HISTOIRE DE FRANCE

TOME SIXIÈME. — LA RÉFORME ET LA LIGUE. - L'ÉDIT DE NANTES (1559-1608).

LIVRE IV. — HENRI IV.

CHAPITRE IX. — L'ÉDIT DE NANTES[1].

 

 

I. — SITUATION LÉGALE DES PROTESTANTS.

LA conclusion de la paix avec l'Espagne n'était que la moindre des difficultés du gouvernement ; il restait à régler les rapports de l'État catholique avec ses sujets protestants. De nouveau se posait, après trente ans de massacres, de combats, d'édits de pacification et de retours d'intolérance, le problème de la coexistence des deux religions.

L'avènement d'Henri IV, s'il avait assuré aux coreligionnaires du Roi sa bienveillance et sa protection, n'avait rien changé aux lois existantes. La Déclaration de Saint-Cloud (4 août 1589), confirmative du traité de la trêve, n'autorisait l'exercice du culte réformé qu'es villes et lieux de notre royaume où il se faisait alors. C'était la reconnaissance des conquêtes du parti, avec la défense de les pousser plus avant. Même, le roi protestant s'engageait à n'accorder qu'aux seuls catholiques les charges, offices et gouvernements hors de ces lieux réservés. Il fallut deux ans à Du Plessis-Mornay, avocat des Églises, pour faire abolir ces restrictions. L'Édit de Mantes (4 juillet 1591) révoqua les Édits de 1585 et de 1588, promulgués sous la pression de la Ligue, et rétablit les derniers Édits de pacification (Édit de Poitiers, 1577 ; conventions de Nérac et de Fleix), le tout par provision jusqu'à la pacification générale et au règlement des affaires religieuses. Quand Henri IV se fut résolu à se convertir, il confirma les dispositions provisoires de l'Édit de Mantes et fit prendre aux princes et aux grands seigneurs catholiques, au moment où se tenaient les conférences de Suresnes, l'engagement écrit de repousser toute proposition contraire aux Édits de pacification. Il alla plus loin ; il autorisa tacitement l'exercice du culte réformé dans toutes les villes royales, pourvu que ce fût sans scandale et sans bruit. Mais son abjuration était trop douloureuse et trop préjudiciable à son ancien parti pour ne pas exciter les méfiances. La faveur qu'il montrait à ses sujets catholiques paraissait à des gens ulcérés autant d'indices de faiblesse, sinon de trahison. Ils remarquaient avec colère qu'il octroyait aux villes ligueuses, pour faciliter leur soumission, l'interdiction du culte réformé dans leur enceinte et dans leurs faubourgs. Ils s'indignaient qu'il ne mît pas plus de zèle à imposer de force aux parlements un nouvel enregistrement de l'Édit de Poitiers ; ils tenaient un compte exact des manifestations de la haine populaire et s'autorisaient des violences dont ils étaient victimes pour se plaindre de la tyrannie ou de l'indifférence de tous les François.
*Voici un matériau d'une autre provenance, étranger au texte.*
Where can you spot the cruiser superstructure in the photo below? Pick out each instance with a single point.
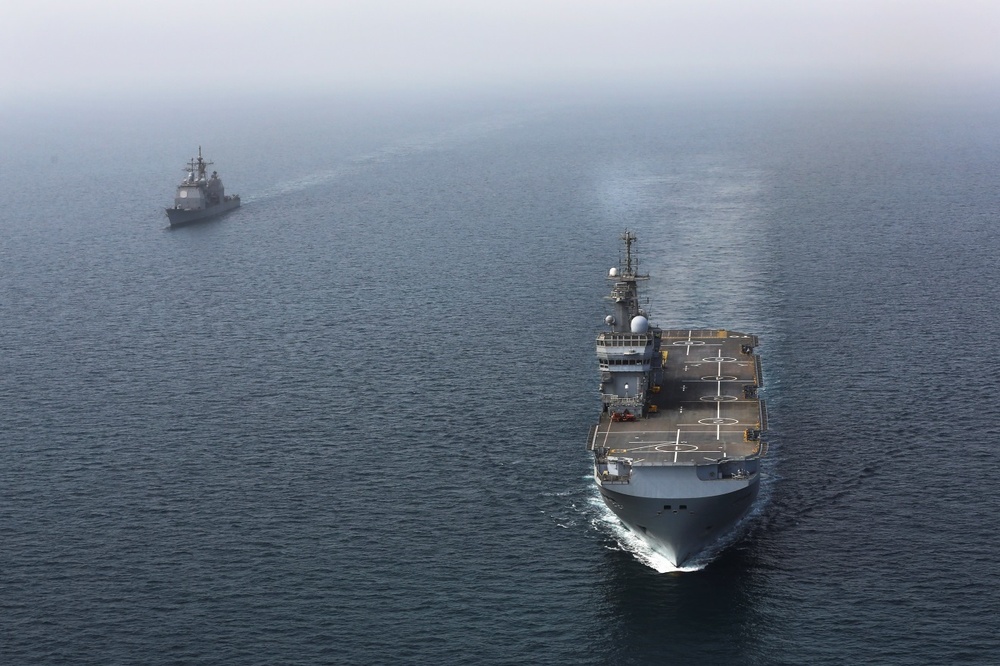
(677, 449)
(200, 196)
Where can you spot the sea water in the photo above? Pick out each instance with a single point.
(346, 423)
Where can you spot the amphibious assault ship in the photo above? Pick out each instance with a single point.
(200, 197)
(678, 446)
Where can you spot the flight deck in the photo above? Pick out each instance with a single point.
(704, 407)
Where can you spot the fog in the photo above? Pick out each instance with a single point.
(207, 47)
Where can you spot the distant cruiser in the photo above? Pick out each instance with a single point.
(199, 197)
(678, 445)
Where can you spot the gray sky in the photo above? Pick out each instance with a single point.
(185, 45)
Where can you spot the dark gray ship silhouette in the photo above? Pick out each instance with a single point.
(678, 444)
(200, 196)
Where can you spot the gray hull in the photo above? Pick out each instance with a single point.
(679, 528)
(180, 216)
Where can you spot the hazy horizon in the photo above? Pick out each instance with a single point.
(60, 48)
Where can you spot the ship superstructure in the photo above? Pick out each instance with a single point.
(200, 196)
(678, 445)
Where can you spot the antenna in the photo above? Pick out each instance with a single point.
(629, 238)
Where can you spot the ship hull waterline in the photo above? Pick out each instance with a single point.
(179, 217)
(679, 528)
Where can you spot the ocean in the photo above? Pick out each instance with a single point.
(346, 423)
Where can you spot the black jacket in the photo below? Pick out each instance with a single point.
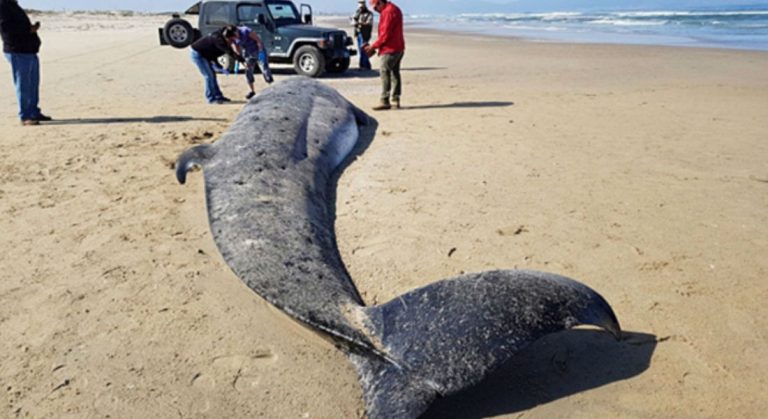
(16, 29)
(214, 46)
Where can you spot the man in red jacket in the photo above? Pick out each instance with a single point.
(391, 47)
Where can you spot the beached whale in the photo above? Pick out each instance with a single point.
(269, 190)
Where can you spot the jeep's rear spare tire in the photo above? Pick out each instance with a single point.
(338, 65)
(178, 33)
(308, 61)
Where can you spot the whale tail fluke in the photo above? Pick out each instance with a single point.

Ils ne songeaient qu'à se remettre en leur distinction, c'est-à-dire à se constituer à part dans l'État. Dans une assemblée générale qu'ils tinrent à Mantes (oct. 1593-janv. 1594), leurs députés renouvelèrent le serment de vivre et de mourir unis dans leur confession de foi, sous l'obéissance et protection du Roi. Quatre mois après (mi-mai), ils se réunirent à Sainte-Foy, sans permission expresse du Roi, ayans trouvé par les plaintes de tous contez occasions suffisantes pour oser ceste nouveauté. Là nouveauté sentait la révolte, car il s'agissait de donner au parti une organisation politique. Ils divisèrent la France en neuf grandes provinces, qu'administreraient des conseils particuliers. Tous les ans, une Assemblée générale, composée des députés des provinces, devait délibérer sur les intérêts généraux du parti. C'était l'extension à tout le royaume de l'organisation républicaine que les Assemblées de Millau, de Mmes et de La Rochelle (1573-1574) avaient donnée au Midi et à l'Ouest.
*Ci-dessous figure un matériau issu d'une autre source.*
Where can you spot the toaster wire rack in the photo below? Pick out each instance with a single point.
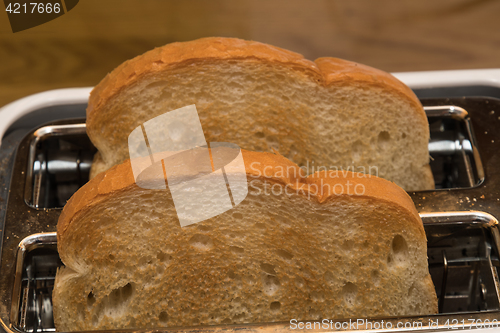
(459, 217)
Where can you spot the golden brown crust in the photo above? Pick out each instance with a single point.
(326, 71)
(343, 72)
(178, 54)
(260, 165)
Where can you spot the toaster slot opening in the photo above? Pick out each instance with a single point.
(466, 285)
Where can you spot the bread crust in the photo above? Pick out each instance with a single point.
(258, 165)
(325, 71)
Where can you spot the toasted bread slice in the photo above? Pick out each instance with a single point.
(326, 114)
(330, 245)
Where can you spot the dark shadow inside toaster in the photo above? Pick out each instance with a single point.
(462, 254)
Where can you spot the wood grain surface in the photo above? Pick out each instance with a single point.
(80, 47)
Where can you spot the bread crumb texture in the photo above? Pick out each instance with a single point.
(330, 113)
(272, 258)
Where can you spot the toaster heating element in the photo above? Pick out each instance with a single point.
(459, 217)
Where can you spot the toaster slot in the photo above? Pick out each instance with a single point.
(463, 262)
(60, 157)
(59, 163)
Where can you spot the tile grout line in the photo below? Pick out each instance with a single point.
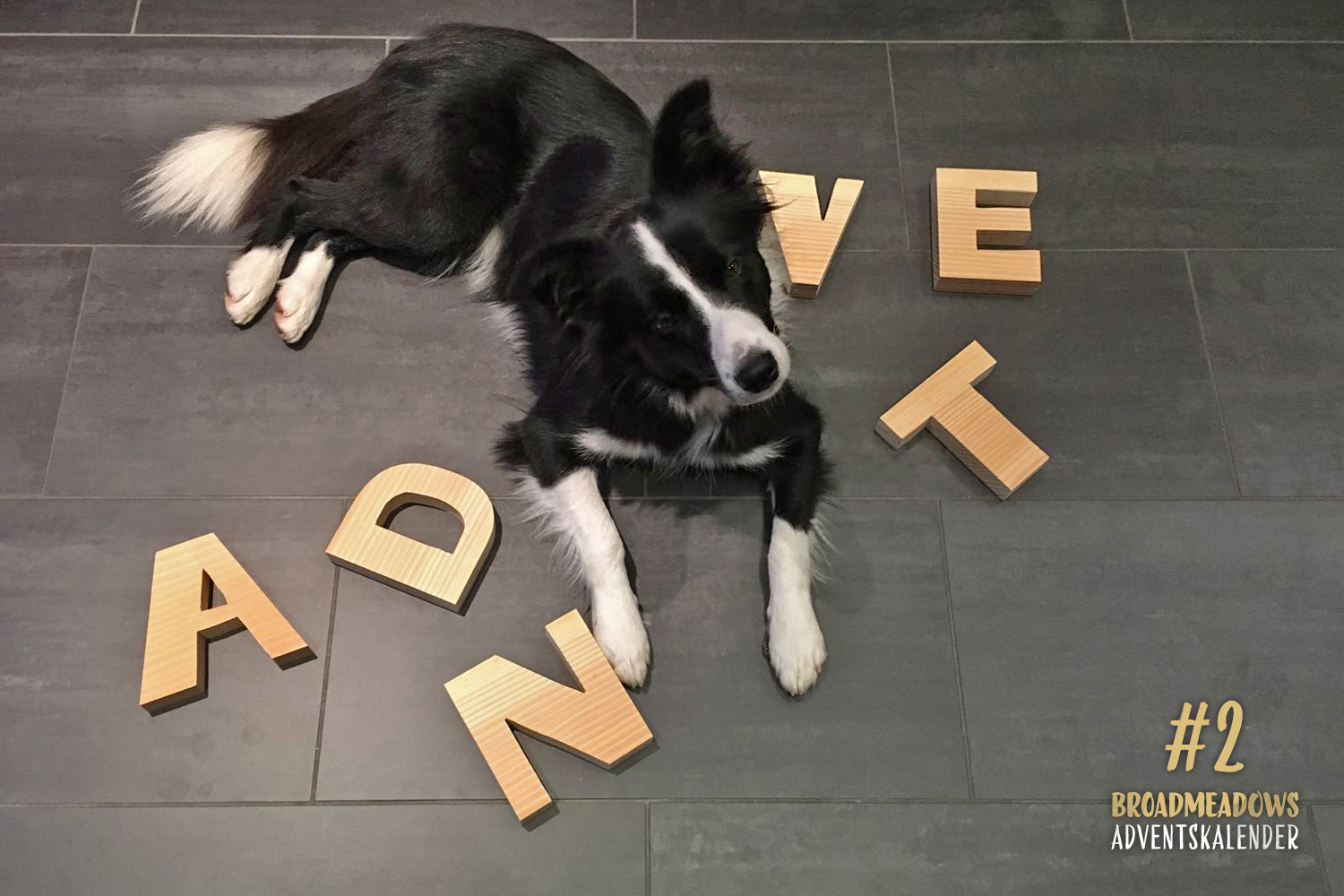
(648, 848)
(70, 363)
(1320, 853)
(738, 40)
(956, 657)
(900, 168)
(327, 670)
(1212, 378)
(668, 498)
(575, 801)
(841, 250)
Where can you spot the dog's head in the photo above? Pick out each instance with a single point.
(677, 290)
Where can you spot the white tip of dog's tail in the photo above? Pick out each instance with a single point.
(204, 179)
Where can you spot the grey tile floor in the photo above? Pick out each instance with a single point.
(996, 670)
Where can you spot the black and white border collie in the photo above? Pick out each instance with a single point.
(623, 261)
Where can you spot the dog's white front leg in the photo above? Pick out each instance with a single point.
(574, 509)
(797, 649)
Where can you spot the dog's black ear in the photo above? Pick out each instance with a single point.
(559, 277)
(690, 152)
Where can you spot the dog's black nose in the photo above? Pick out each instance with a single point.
(758, 371)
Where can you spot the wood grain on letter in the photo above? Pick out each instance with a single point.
(599, 723)
(973, 209)
(365, 544)
(961, 418)
(808, 239)
(182, 621)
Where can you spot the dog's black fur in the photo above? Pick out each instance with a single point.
(500, 152)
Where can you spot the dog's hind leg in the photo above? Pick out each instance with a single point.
(253, 276)
(301, 293)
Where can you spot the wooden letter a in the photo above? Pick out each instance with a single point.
(182, 621)
(363, 543)
(599, 723)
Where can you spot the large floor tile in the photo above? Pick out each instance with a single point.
(1330, 828)
(112, 16)
(1137, 145)
(1083, 626)
(83, 117)
(883, 720)
(1236, 19)
(39, 306)
(981, 849)
(405, 18)
(817, 109)
(330, 850)
(1276, 333)
(74, 597)
(851, 21)
(167, 397)
(1104, 368)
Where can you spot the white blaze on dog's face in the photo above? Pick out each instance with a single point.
(722, 303)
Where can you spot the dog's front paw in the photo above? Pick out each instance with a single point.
(625, 643)
(797, 650)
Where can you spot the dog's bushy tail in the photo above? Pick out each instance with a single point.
(225, 177)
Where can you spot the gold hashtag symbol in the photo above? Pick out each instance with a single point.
(1179, 745)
Mais, tout en se groupant à part, les protestants n'entendaient pas renoncer au bénéfice de leur qualité de Français naturels. L'Assemblée de Saumur, réunie en exécution du règlement de Sainte-Foy (février 1595), demanda au Roi d'admettre les réformés, indistinctement avec les catholiques, à toutes les charges et dignités du royaume, d'établir des Chambres mi-parties dans tous les parlements, excepté celui de Grenoble, qui ne leur était pas suspect, et de leur laisser en garde, pour leur sûreté, toi' tes les villes qu'ils avaient maintenant entre les mains. A ces prétentions qui, jointes à celle de vivre en distinction, étaient exorbitantes, Henri IV fit une réponse dilatoire. Ils revinrent à la charge sans plus de succès. Alors ils résolurent de faire sécession. Les chefs du parti, La Trémoille et Bouillon, abandonnèrent le Roi sous les murs de La Fère, qu'il assiégeait. Ces gens, dit Du Plessis-Mornay de ses coreligionnaires, rebutés de la Court, sont résoleus de chercher leurs remèdes en eulx-mesmes... et... se trouveront avoir passé le Rubicon fort gaiement. En attendant, ils saisissaient l'argent des caisses publiques pour payer les garnisons des places de sûreté.
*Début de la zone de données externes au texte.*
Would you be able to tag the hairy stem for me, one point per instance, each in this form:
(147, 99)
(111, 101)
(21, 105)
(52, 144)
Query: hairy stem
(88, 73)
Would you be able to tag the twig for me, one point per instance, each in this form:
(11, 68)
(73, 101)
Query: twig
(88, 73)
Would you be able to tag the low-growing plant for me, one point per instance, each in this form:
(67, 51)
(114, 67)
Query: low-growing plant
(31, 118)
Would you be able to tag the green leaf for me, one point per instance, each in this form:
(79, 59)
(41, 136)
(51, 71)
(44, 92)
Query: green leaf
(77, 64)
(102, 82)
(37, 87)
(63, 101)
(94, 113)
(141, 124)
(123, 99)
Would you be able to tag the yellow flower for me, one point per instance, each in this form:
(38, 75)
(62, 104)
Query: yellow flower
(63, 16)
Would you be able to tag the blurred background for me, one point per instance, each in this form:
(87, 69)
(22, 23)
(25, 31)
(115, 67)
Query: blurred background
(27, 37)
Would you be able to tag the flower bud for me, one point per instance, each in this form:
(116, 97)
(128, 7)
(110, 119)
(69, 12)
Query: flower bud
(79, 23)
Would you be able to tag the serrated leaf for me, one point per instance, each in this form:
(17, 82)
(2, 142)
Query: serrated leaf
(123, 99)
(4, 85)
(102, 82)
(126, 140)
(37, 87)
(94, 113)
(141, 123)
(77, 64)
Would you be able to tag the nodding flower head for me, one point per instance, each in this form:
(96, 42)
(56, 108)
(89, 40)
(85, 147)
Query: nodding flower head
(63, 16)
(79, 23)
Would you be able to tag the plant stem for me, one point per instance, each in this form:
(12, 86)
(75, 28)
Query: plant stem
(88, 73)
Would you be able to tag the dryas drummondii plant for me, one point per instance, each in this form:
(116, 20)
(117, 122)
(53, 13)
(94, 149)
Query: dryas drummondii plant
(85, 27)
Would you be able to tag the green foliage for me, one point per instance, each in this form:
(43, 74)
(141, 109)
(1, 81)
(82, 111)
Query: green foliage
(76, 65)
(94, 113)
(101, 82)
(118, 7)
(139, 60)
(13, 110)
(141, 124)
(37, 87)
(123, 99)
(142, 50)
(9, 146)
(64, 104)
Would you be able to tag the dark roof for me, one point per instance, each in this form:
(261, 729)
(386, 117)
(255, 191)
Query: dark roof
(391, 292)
Leurs députés étaient à ce moment réunis à Loudun (depuis le 2 avril 1596). Aux représentants des provinces s'étaient joints les grands seigneurs du parti. Cette Assemblée extraordinaire fut de soixante-dix testes et quelquefois de quatre-vingts. Pendant deux ans, elle siégea, changeant de lieu sans changer d'objet, à Loudun, à Vendôme, à Saumur et enfin à Châtellerault (16 juin 1597).

Henri IV, qui ne voulait pas rompre, députa à Loudun deux com missaires, De Vic et Calignon. Les agents du Roi et les représentants des Églises convinrent de la nécessité de promulguer un nouvel et dernier édit de pacification, mais il se divisèrent quand il fallut en dresser les articles. L'agitation recommença de plus belle. L'entrée des Espagnols à Amiens n'apaisa point l'intransigeance de l'Assemblée de Châtellerault. Invitée à compatir aux dangers du royaume, elle maintint toutes ses exigences et déclara les propositions apportées par deux nouveaux commissaires, Schomberg et De Thou, totalement éloignées des choses nécessaires aux Églises. Bouillon et La Trémoille, qui avaient levé des troupes, se dispensèrent de joindre l'armée royale sous les murs d'Amiens. Saint-Germain fut envoyé à Élisabeth pour solliciter l'entremise de son crédit[2] ; La Forêt alla en Hollande presser les États Généraux d'empêcher tout rapprochement entre la France et l'Espagne. Le parti publia les Plaintes des Églises réformées sur les violences et les injustices qui leur sont faites en plusieurs endroits du royaume ; il projeta de s'emparer de Tours et de dater de cette ville son ultimatum.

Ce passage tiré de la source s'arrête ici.